We conducted a large-scale bacteria cultivation and genome sequencing from fecal samples collected from healthy donors. In total, over 20,000 bacteria have been successfully isolated and an expanded reference genome catalogue, comprising 4,000 bacterial genomes, has been constructed. Of these, 3,324 genomes were qualified as high-quality. We further classified these high-quality genomes in to 527 species level clusters based on ANI, with a 95% value as the demarcation of species. The 527 clusters were belonging to 8 known phyla, 222 of these were taxonomic novelty. A comparison of these clusters to the Unified Human Gastrointestinal Genome (UHGG) collection, an integrated genome collection comprising 4,644 prokaryotic species included in the human gut, with 70% of the species lacking cultured representatives, revealed that 126 MAGs could be matched by our cultivated genomes. Functional insights, including carbohydrate-active enzymes, HMO-degrading CAZymes, and secondary metabolite biosynthetic gene clusters based on the genome data have been endowed with an ecological importance of the bacteria in human gastrointestinal tract. We also found that these genomes resolve a vast majority of new virus–bacteria linkages and improve the accuracy in uncovering the interaction between the bacteriophages and bacteria. Unexpectedly, the explored diversity of Collinsella aerofaciens showed a high genomic and functional variations across populations.
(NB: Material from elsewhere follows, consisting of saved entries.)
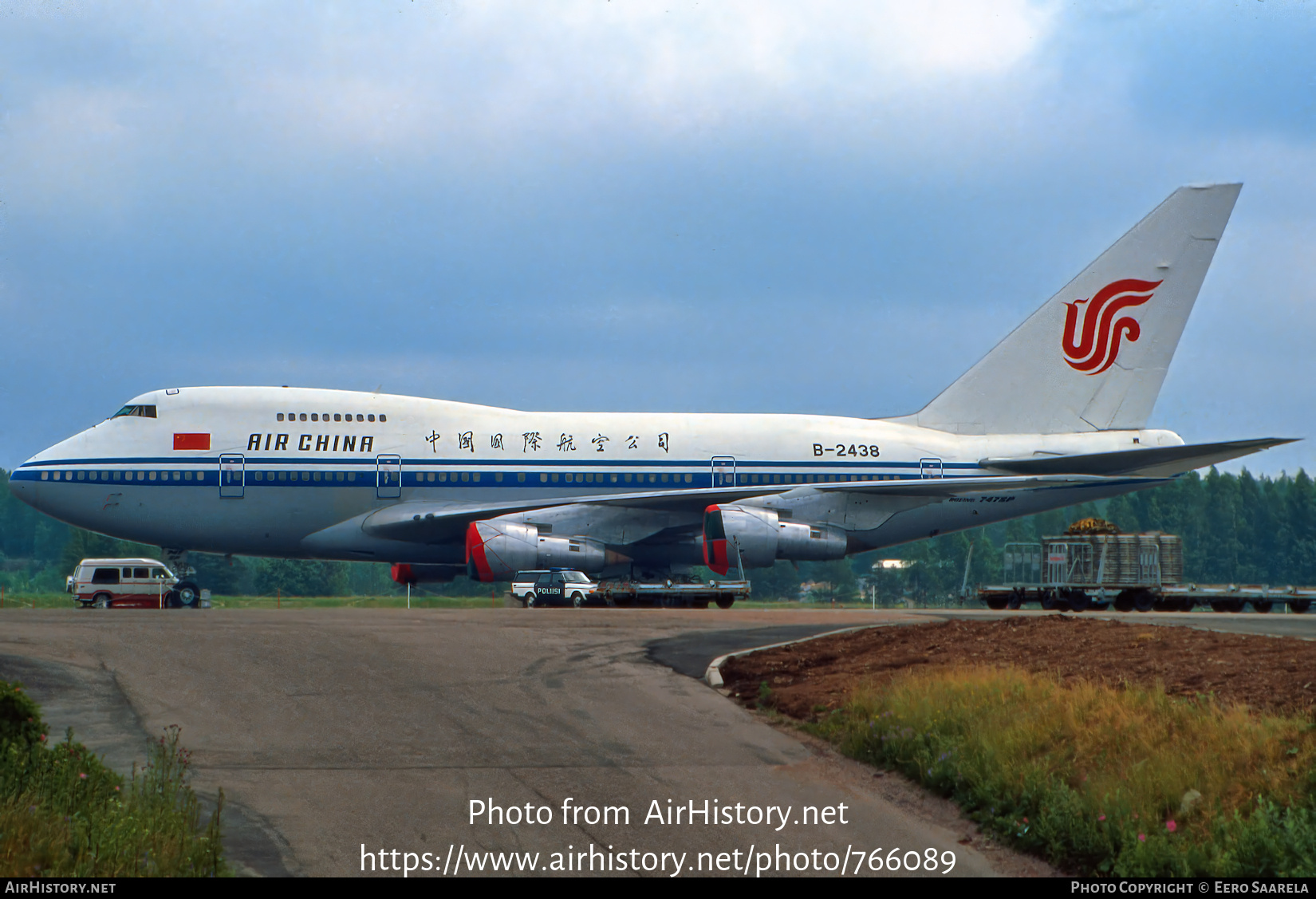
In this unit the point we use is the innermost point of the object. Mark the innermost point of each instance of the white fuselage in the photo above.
(301, 465)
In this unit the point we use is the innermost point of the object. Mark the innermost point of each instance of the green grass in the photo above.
(1099, 779)
(65, 814)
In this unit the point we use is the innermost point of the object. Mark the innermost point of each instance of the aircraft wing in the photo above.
(1152, 461)
(429, 522)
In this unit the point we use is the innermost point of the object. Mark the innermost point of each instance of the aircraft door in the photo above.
(232, 475)
(388, 477)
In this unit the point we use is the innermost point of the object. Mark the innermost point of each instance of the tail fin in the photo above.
(1093, 357)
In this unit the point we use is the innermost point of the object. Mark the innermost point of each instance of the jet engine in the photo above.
(498, 549)
(759, 536)
(413, 574)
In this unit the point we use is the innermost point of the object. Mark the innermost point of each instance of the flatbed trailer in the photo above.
(1166, 597)
(672, 594)
(1132, 571)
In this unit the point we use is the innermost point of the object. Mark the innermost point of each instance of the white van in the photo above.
(129, 583)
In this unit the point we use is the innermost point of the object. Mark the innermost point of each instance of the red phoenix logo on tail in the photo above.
(1095, 349)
Moreover, the study of polyphasic taxonomy was conducted for 4 novel species, including strain TF01-11 as a novel species of Lachnospiraceae, AF73-05CM02 as a novel species of Christensenella, and AF52-21 and CM04-06 as two different novel species of Faecalibacterium, which can be used as potential novel probiotics for prevention of disease. Based on the characteristics of the phenotypic, chemotaxonomic, 16S rRNA gene sequence, and whole genome sequence, we found several significant differences of our novel strains with the type strains of the related known species. Most importantly, our novel strains shared low genomic similarities with the present type strains with the ANI values below 95%. Finally, we proposed the name of these novel species as Butyribacter intestini gen. nov., sp. nov (type strain TF01-11T = CGMCC 1.5203T = DSM 105140T), Christensenella intestinihominis sp. nov. (type strain AF73-05CM02T= CGMCC 1.5207T = DSM 103477T), Faecalibacterium butyricigenerans sp. nov. (type strain AF52-21T = CGMCC1.5206T = DSM 103434T), and Faecalibacterium longum sp. nov. (type strain CM04-06T = CGMCC 1.5208T = DSM 103432T), respectively.
The expanded genomic resource provides an essential resolution for better understanding of the diversity of the gut microbiome and will enable exploring the accurate functions by genomic analyses and experimental validation. The identified novel species will be used as new generation of probiotics and biotherapeutic approach for treatment of diseases.